Inspiration

Crop diseases destroy billions of dollars in yield every year, often because farmers detect them too late. Growing up around agriculture, I saw how limited access to real-time insights makes early intervention difficult. We wanted to build something that puts powerful, accessible AI directly into farmers’ hands—before damage spreads across fields or counties.

What it does

CropIntel is an AI-powered platform that detects crop diseases from images and alerts users in real time. Farmers can upload a photo of their crop and instantly receive a diagnosis along with risk severity. The system also sends localized alerts to nearby regions, helping prevent large-scale outbreaks before they spread.

How we built it

We trained a convolutional neural network using TensorFlow and EfficientNet on labeled crop disease datasets. The model was optimized for accuracy and lightweight deployment. The backend processes images, runs inference, and maps results to geolocation data to trigger regional alerts.
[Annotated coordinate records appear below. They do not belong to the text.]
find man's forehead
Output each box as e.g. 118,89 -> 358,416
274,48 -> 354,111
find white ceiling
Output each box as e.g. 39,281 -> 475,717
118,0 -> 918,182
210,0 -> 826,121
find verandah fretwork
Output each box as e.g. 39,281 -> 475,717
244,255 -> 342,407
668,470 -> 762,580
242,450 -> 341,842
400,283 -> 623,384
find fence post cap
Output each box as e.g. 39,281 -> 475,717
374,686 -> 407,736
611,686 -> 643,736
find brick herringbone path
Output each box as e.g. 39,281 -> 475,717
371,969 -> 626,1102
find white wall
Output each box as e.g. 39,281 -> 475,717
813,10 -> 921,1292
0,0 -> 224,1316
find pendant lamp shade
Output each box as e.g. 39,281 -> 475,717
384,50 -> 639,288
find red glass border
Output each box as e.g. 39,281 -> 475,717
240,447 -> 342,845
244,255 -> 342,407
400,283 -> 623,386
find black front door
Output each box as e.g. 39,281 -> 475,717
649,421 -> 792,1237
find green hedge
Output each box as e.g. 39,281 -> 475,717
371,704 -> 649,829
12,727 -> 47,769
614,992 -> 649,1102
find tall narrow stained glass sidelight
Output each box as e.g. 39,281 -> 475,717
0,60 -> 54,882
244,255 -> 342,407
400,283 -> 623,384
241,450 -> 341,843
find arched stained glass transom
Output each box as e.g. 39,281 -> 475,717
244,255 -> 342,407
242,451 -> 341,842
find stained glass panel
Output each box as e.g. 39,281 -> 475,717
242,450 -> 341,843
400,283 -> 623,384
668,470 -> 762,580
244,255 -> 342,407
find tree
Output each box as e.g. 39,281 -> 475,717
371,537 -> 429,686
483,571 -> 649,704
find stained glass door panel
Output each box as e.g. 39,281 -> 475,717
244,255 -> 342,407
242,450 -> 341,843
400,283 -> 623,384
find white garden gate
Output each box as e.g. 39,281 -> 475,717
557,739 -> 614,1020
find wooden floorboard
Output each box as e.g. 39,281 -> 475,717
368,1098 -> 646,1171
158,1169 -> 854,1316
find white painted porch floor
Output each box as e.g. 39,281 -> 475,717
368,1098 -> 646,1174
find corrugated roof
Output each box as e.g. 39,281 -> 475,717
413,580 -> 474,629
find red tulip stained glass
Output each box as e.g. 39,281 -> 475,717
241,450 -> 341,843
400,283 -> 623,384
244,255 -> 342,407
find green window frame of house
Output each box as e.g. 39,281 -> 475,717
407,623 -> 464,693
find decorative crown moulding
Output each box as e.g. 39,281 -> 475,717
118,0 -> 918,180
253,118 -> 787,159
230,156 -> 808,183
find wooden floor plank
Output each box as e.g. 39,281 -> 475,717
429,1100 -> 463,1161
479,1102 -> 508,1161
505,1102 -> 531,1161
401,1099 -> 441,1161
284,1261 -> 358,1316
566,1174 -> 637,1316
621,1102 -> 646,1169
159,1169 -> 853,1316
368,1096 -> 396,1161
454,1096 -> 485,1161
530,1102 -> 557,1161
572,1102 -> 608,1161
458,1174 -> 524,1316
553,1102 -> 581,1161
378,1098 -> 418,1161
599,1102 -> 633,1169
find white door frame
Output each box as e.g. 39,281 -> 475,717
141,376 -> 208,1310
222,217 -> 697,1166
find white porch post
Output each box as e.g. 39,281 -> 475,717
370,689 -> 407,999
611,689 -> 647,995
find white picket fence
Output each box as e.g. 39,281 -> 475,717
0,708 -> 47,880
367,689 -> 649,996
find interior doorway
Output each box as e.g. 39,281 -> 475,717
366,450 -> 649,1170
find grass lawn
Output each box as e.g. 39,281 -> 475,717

The frontend provides a simple interface for uploading images and viewing results in real time.

Challenges we ran into

One major challenge was balancing model accuracy with performance for real-time use. We also faced issues with dataset quality and class imbalance across different crop diseases. Another challenge was designing a system that could scale geographically while keeping alerts relevant and not overwhelming users.

Accomplishments that we're proud of

We successfully built a working AI model that can detect multiple crop diseases with strong accuracy. We also developed a real-time alert system that extends beyond individual farms to entire regions. Most importantly, we created a solution that is simple, fast, and practical for real-world agricultural use.

What we learned

We learned how to optimize deep learning models for real-world constraints like latency and deployment. We also gained experience working with imperfect datasets and improving model performance through preprocessing and transfer learning. Additionally, we learned how important user experience is when designing tools for non-technical users.

What's next for CropIntel

Next, we plan to expand our dataset to include more crops and diseases, and improve model accuracy with larger-scale training. We also want to integrate drone and satellite imagery for broader coverage. Finally, we aim to deploy CropIntel in real farming communities and refine it based on real-world feedback.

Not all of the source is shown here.